Plus de 100 véhicules haut de gamme volés aux Usa, un ressortissant guinéen en est le cerveau
En septembre 2016, le Federal Bureau of Investigations (Fbi) des États-Unis a mené des enquêtes au Sénégal pour retrouver les membres d’un réseau criminel soupçonné de faire circuler des véhicules de luxe à Dakar. Selon les informations de Enact, il s’agit d’un réseau dirigé par un ressortissant guinéen et qui aurait volé plus de 100 véhicules haut de gamme aux États-Unis, dont la majorité aurait été expédiée au Sénégal. Cet incident a été suivi de nouvelles arrestations de ressortissants sénégalais basés à la fois au Sénégal et en France. L’arrestation d’un trafiquant sénégalais notoire à Dakar, en 2016, a conduit les forces de l’ordre à un parking souterrain, où huit véhicules de luxe étaient dissimulés.

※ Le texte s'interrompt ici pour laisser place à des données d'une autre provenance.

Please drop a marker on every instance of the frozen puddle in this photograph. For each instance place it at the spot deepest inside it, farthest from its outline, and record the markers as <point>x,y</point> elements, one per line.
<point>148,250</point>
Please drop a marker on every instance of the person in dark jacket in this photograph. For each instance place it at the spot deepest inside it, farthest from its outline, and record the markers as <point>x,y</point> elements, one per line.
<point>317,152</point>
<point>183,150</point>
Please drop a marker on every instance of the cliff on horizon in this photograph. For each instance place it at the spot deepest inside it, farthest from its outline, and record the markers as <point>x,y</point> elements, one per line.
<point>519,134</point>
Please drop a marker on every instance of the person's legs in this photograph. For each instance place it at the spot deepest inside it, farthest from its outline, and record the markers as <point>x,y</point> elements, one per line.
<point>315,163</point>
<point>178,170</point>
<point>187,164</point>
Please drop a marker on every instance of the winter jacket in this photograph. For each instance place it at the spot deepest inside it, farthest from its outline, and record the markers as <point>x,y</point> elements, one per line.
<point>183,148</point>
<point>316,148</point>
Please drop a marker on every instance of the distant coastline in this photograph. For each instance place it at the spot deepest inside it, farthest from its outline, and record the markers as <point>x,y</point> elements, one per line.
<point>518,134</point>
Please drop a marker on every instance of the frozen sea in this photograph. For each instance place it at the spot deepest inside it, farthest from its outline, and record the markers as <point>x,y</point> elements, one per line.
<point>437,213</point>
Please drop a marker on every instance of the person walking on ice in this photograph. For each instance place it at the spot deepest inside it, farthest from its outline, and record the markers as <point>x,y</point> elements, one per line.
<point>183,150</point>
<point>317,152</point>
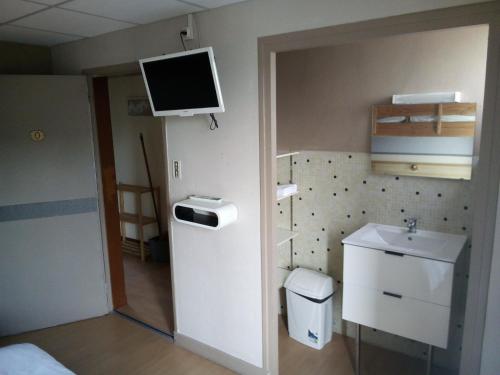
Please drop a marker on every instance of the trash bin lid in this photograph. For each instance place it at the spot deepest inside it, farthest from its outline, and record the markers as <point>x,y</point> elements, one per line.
<point>310,283</point>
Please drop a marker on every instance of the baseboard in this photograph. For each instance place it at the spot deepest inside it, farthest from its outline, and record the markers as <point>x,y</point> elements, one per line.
<point>217,356</point>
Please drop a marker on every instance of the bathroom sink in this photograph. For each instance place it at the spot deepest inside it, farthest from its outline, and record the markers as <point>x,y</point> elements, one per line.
<point>425,244</point>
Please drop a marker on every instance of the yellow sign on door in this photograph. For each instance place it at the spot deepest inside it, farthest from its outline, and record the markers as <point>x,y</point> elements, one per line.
<point>37,135</point>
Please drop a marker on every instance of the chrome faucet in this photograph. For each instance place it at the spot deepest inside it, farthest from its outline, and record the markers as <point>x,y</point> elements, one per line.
<point>412,225</point>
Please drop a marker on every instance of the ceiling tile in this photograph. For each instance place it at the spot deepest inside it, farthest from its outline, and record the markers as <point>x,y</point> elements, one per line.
<point>29,36</point>
<point>48,2</point>
<point>144,11</point>
<point>214,3</point>
<point>11,9</point>
<point>73,23</point>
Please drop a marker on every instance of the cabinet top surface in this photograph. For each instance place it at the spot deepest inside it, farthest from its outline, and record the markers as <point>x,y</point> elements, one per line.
<point>425,244</point>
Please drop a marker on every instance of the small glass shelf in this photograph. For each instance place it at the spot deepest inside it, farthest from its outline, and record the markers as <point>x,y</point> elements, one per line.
<point>284,235</point>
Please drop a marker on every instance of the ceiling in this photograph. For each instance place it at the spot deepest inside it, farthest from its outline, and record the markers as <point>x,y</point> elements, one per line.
<point>51,22</point>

LES RANGE ROVER ET LES BMW X6, LES PREFEREESDES TRAFIQUANTS
Les Range Rover et les Bmw X6 semblent être les véhicules de luxe préférées des trafiquants. En tout cas, selon le document, ces deux marques sont les plus fréquentes parmi les voitures volées et envoyées au Sénégal. La plupart d’entre ces voitures viennent d’Europe, notamment de France et, dans une moindre mesure, d’Amérique du Nord.
Selon Enact, le choix de la route France-Sénégal par les trafiquants s’explique par les relations de longue date entre les deux pays. En tant qu’ancienne puissance coloniale, la France a été une destination principale pour les migrants sénégalais, qui étaient estimés à plus de 300.000 en 2015. Aussi, la France est également relativement proche du Sénégal d’un point de vue géographique.
Selon un responsable des douanes sénégalaises, le trafic international de véhicules prend différentes formes. Les plus courantes sont les escroqueries d’assurance. Cette méthode, dit-il, implique les propriétaires de véhicules de luxe en France, par exemple, organisant le vol d’un véhicule qui a été secrètement vendu à un trafiquant. De cette manière, le propriétaire souhaite être remboursé par l’assureur. La seconde forme de trafic implique le vol de véhicules en Europe et aux États-Unis. Alors que la troisième forme implique la location de voitures auprès d’agences en Europe, puis leur expédition ou leur transport vers le Sénégal via l’Espagne et la Mauritanie.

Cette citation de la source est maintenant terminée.